Ainda assim, raras eram às vezes onde se havia alguma emoção do tipo discussão entre pilotos, estresse com os fiscais da Federação ou, mesmo, estardalhaços por razões quaisquer nessas reuniões.

No entanto, naquela fatídica sexta-feira o anfiteatro do autódromo da Holanda estava em completa agitação. Isso porque Duncan Petrov acertara um soco no rosto de Max Vandemanen pouco antes do início da reunião.

— Seu traidor, filho da puta! – Petrov gritava na direção do holandês enquanto era contido por alguns membros das equipes. – Como pôde?

— Eu sinto muito. – Max dizia de volta, com as mãos rendidas, rosto vermelho e marcado pela direita do, agora, ex—amigo.

— Senhores, por favor, se contenham! – Nicolas pedia no meio na confusão.

As cadeiras haviam sido lançadas a todos os lados devido ao impulso dos apaziguadores em separar os dois pilotos, uma roda – como da época de ensino fundamental – havia sido aberta no meio do anfiteatro onde de um lado estava o traído e do outro o traidor, com os seus espectadores atentos ao redor.

Liza observava a cena de longe desgostosa.

 A que ponto a testosterona chegava pela honra de um ego ferido e traído.

— O que acha que aconteceu? – Orlando pergunta abismado, ao lado da pilota. – Em uma hora estavam conversando perto da mesa de café numa boa e na outra o Petrov começou a socar o Max. – ele ri baixo – Eu nunca vi o Duncan tão possesso.

— O Max merece uma chacoalhada para acordar pra vida. – ela diz dando de ombros – Não vou mentir, acho bem feito.

Muito bem feito.

Os dois ficam lado a lado acompanhando o desenrolar da situação quando Daniel se aproxima dos dois com a face estupenda.

— O Max pegou a mulher do Petrov. – ele solta a fofoca de uma vez.

— O que? – Orlando sopra chocado. – Não acredito! Que cuzão! – xinga em português.

— E parece que eles têm um caso já tem um ano. – Richarts releva e Orlando tapa a boca horrorizado. Seus olhos azuis estavam tão esbugalhados que Liza jurava que saltariam das orbitas a qualquer momento.

— Para de ser fofoqueiro Danny, - Liza diz – o assunto cabe somente aos dois.
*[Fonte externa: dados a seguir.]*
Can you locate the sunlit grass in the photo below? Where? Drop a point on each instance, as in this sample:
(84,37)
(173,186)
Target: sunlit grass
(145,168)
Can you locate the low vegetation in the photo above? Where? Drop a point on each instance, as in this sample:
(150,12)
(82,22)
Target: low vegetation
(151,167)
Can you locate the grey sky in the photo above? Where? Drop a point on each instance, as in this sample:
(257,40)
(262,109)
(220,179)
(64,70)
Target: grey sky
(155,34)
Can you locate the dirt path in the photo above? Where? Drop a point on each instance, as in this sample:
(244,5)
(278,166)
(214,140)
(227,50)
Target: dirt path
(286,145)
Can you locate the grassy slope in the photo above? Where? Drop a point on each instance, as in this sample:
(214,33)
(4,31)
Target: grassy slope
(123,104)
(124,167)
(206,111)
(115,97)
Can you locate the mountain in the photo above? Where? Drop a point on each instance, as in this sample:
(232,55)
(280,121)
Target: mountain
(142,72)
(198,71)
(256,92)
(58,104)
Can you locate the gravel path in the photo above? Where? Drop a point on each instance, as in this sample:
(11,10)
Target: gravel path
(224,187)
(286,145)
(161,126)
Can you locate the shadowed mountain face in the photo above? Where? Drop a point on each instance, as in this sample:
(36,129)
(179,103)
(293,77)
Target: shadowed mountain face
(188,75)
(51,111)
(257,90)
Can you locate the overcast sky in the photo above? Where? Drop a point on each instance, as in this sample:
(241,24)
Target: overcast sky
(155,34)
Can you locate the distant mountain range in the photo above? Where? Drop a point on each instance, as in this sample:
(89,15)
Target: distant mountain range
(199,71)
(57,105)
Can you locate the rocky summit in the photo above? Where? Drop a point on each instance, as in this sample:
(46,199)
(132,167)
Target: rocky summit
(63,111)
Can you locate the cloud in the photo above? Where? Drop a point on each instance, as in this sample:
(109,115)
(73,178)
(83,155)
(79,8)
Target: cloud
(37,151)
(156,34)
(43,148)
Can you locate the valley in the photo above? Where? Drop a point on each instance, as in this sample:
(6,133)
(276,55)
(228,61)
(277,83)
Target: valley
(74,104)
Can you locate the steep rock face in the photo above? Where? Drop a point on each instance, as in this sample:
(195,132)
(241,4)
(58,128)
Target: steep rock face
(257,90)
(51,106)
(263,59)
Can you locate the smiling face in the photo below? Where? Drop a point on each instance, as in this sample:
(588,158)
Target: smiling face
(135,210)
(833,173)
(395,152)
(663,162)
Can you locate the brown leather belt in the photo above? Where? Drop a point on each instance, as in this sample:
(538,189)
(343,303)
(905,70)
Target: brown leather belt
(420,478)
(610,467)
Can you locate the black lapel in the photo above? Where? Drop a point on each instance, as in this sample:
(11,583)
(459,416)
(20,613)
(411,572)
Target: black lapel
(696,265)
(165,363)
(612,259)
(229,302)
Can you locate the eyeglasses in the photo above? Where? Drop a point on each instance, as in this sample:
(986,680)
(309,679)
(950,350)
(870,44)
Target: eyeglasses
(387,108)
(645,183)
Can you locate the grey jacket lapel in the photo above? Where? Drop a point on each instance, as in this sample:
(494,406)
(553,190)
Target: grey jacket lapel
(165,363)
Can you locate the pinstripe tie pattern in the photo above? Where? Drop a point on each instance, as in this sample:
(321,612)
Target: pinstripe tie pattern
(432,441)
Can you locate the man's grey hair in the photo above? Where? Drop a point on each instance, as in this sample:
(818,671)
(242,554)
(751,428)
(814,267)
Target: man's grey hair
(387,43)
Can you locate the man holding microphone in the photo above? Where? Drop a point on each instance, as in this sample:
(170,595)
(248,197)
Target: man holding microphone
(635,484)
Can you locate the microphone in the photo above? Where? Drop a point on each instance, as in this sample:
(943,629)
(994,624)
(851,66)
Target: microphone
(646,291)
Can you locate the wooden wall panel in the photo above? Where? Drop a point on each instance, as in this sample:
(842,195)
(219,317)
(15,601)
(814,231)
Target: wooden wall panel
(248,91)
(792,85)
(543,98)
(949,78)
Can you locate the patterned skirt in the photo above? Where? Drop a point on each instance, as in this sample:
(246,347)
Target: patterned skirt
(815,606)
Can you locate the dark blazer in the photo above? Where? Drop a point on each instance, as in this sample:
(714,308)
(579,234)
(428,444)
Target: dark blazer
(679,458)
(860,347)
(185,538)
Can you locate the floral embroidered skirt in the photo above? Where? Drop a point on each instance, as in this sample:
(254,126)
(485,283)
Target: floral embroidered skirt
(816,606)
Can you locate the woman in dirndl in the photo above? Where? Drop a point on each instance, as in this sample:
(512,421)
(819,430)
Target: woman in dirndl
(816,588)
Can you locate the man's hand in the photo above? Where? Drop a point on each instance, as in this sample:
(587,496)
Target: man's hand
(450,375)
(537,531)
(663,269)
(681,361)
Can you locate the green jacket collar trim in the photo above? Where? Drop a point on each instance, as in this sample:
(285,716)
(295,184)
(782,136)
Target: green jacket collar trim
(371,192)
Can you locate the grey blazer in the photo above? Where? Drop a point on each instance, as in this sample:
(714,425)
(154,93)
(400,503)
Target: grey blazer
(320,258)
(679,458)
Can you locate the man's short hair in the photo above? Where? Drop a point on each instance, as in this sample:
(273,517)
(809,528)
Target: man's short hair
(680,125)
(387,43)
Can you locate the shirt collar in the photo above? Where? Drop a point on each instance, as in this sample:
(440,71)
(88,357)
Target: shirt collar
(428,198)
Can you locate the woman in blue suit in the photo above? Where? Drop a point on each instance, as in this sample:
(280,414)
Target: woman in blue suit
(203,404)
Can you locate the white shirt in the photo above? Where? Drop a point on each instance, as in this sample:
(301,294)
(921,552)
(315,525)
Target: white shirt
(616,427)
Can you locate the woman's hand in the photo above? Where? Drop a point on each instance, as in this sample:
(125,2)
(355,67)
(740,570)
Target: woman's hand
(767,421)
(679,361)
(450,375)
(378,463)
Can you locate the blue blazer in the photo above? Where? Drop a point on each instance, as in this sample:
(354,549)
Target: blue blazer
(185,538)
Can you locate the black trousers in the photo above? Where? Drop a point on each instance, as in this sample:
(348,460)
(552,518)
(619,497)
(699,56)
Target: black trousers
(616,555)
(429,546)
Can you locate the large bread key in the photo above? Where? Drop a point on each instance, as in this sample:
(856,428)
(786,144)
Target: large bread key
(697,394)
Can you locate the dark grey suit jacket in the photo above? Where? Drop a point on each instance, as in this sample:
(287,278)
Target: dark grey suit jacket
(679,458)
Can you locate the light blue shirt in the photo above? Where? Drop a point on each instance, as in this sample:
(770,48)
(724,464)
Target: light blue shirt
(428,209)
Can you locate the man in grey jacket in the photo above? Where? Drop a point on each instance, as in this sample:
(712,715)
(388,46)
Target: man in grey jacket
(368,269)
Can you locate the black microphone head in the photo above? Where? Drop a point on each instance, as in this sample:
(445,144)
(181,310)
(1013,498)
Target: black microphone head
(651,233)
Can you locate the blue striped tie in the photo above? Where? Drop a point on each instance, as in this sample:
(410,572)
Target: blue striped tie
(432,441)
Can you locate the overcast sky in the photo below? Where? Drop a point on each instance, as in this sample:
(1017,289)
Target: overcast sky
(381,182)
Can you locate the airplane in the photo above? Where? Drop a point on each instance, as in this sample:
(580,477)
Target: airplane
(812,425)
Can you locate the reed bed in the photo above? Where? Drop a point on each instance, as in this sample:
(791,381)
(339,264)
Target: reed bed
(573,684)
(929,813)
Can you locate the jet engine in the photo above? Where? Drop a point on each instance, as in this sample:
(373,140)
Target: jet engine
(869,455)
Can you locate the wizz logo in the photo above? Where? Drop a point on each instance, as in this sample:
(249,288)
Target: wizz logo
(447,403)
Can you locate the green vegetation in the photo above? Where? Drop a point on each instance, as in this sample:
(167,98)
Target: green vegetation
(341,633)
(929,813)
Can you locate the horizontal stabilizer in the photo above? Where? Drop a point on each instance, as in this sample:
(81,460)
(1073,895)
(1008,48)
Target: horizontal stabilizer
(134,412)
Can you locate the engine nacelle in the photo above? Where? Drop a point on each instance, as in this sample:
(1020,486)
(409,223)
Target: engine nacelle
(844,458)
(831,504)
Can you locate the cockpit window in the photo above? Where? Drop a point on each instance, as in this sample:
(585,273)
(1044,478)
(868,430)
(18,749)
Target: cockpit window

Apesar de repugnar a ação tanto quanto, Eliza sabia separar as coisas e não se via no direito de meter o bedelho na vida alheia. Afinal não era da conta dela e de nenhum daqueles dentro do anfiteatro além dos dois envolvidos.

— Não quando eles decidem lavar roupa suja bem na reunião da FIA. – o australiano dá de ombros – Nunca imaginei que o Max pudesse fazer uma coisa dessas. Isso me deixa profundamente decepcionado. É bom saber que já veto da minha lista de amigos.

Liza encara o piloto, sendo pega de surpresa por aquela frase.

Ela não via qualidades na personalidade de Max, isso não era nenhuma novidade, mas ainda assim haviam aqueles que enxergavam algo. Como Orlando uma vez disse, bem lá no fundo.

Tanto ele quanto Danny, Alessandro, Charlie e até mesmo Houston, afirmaram o fato com a mesma convicção. E, se realmente existisse alguma coisa relativamente boa, seria certo condenar alguém por um erro?

— O mesmo vale comigo. – Orlando diz determinado. – Essa é a pior das traições possíveis. Com mulher de amigo não se mexe.

— Isso não é amigo, não. – Daniel comenta balançando a cabeça em desaprovação. – Foi um belo de um chute no saco o que ele fez.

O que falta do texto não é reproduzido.